Investment Time Horizon
It refers to the time an investment is held for a predetermined goal before disposing of it. Do you plan to keep the stock for 30 days or 1 year? The factor determines the suitable options. For instance, if you need money shortly, you will be safer going for government securities or savings accounts, which have a lower risk and fluctuate less. A longer timeframe affords you the opportunity to take risks since you can wait out the downs of the market. You can consider stocks and hold them for 3-5 years for greater long-term rewards.
Knowledge & Skills
Knowledge is critical in investing. You can’t go for the options being hyped on social media or by your workmates. You need to research before you invest.

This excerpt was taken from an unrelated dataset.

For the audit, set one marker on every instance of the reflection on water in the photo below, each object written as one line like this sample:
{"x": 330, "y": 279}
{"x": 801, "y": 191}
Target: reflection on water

Also, some investments require more knowledge than others. A savings account, for instance, doesn’t need you to know so much, while the stock market requires specific skills and up-to-date knowledge. If you don’t have time to learn about specific investing options, you can use the services of a professional to invest.
How much do you have to invest? A common misconception is that you need to be a millionaire to invest, but that is not the case. It’s true that the more you can invest, the more you will gain, but some investments don’t require high capital to start.
Investing is indisputably a great way to build wealth and sustain or improve your lifestyle by making your money work for you. Investors have multiple options ranging from low risk to high risk investments. Before undertaking it, you need to research each investing option and understand how it fits into your overall financial plan.
Although it may seem daunting at first and you can manage your financial assets and investments without the help of an expert. Start by registering a brokerage account and deposit funds to start investing. Ensure you keep track of important market news to make the right decisions.